Cita a ciegas di Mario Diament, allestita al Teatro Rossetti di Trieste e portata per la prima volta in Italia da Andrée Ruth Shammah, ha una struttura circolare che prevede cambi di scena ridotti al minimo – la panchina al parco, lo studio della psicologa e poi di nuovo la panchina – e, grazie a un ottimo utilizzo delle luci, giochi di ombre che permettono di mettere in risalto lo scorrere del tempo. La trama si dipana in una serie di conversazioni tra i personaggi – lo scrittore con il bancario, lo scrittore con la scultrice, la psicologa con la madre della scultrice, la psicologa con il bancario e lo scrittore con la madre della scultrice – che finiscono per creare un incrocio di destini legati da incontri fortuiti, amori mancati, tradimenti cercati, vite sprecate, sogni irrealizzati e rapporti riallacciati. A fare da filo conduttore è lo scrittore che, con la sua cecità fisica ma non mentale, si trova suo malgrado coinvolto in un gioco pericoloso, tra persone non pienamente consapevoli delle loro azioni, destinato a trasformasi in tragedia.
Considerata l’ambientazione e le caratteristiche del personaggio principale, è inevitabile paragonarlo a un Jorge Luis Borges contemporaneo che, nell’epoca dello stalking, cerca di sondare l’animo umano e di spiegarci “la verità, vi prego, sull’amore”. E in effetti, al di là delle conversazioni, quelle a cui assistiamo sono storie d’amore che assumono diverse sfaccettature.

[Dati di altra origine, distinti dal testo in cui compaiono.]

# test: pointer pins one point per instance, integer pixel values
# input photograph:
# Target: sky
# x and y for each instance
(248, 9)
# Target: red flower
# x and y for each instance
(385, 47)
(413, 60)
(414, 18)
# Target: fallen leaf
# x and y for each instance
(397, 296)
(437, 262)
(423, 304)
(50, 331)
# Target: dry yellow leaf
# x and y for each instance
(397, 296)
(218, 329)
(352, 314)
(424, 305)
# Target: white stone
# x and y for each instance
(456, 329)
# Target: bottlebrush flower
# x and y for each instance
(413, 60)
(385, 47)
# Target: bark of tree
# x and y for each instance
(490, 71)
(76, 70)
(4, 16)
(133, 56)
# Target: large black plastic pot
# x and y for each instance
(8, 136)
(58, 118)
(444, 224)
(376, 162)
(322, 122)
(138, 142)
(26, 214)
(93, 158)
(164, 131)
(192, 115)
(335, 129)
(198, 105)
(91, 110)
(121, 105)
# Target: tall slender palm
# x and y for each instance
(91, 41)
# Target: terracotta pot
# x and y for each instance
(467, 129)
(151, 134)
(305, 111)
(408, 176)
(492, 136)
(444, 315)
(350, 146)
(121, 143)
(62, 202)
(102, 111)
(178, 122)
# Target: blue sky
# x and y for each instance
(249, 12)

C’è l’amore idealizzato per una donna vista di sfuggita una manciata di secondi; l’amore ossessivo per una donna più giovane sulla quale si proietta un’impossibile rinascita; l’amore di seconda mano, che ingabbia, quando ormai si è persa ogni speranza di trovare quello vero; l’amore che vive solo di doveri e responsabilità e finisce per annullare ogni sentimento; l’amore a prima vista che, forse, prima o poi, dopo tante vicissitudini, trova davvero la sua strada.
Chi pensa, trattandosi di teatro di parola, di trovarsi di fronte un testo pesante, noioso e infarcito di citazioni letterarie, vedrà smentite le sue ipotesi; la pièce presenta una notevole scorrevolezza – anche grazie al buon lavoro di traduzione e adattamento della stessa Shammah – ed è impossibile, in certi passaggi, non lasciarsi andare al sorriso, se non addirittura alla risata, visto che l’autore ha disseminato i dialoghi di umorismo colto, inserendo elementi paradossali anche in contesti ad alta drammaticità (vedesi il bancario che si prepara all’ultimo incontro con l’amante indossando baffi e parrucca).
La regia non calca troppo la mano, mantenendo un giusto equilibrio tra i cinque personaggi in scena pur dando maggiore risalto allo scrittore, e alla sua aria a volte fintamente ingenua, e alla figura del bancario, uomo dall’apparenza mite ma in realtà incapace di controllare i propri istinti.
Gioele Dix, nel ruolo principale, parla della coesistenza di più mondi, in cui il destino di ognuno prende una strada diversa da quella della realtà conosciuta, con una semplicità e una pace interiore che rendono piacevole il personaggio infondendogli autenticità.
Elia Schilton, nella parte del bancario, traccia un ritratto efficace di un uomo vittima della routine e delle inevitabili responsabilità che purtroppo fatica a cogliere il vero significato della vita, e anziché cercarlo in se stesso finisce per collegarlo, inesorabilmente, alla presenza di qualcun altro in grado di farlo sentire vivo.
Tra le attrici spicca Valentina Bartolo, che porta sul palco tutta la disillusione, e anche l’incosciente impulsività, di una giovane vittima di un amore sbagliato e di una madre poco presente che cerca disperatamente di trovare un affetto e un’accettazione di sé nonostante le avversità della vita.
Un testo per gli amanti della letteratura, del teatro e dell’amore, in tutta la sua imprevedibilità.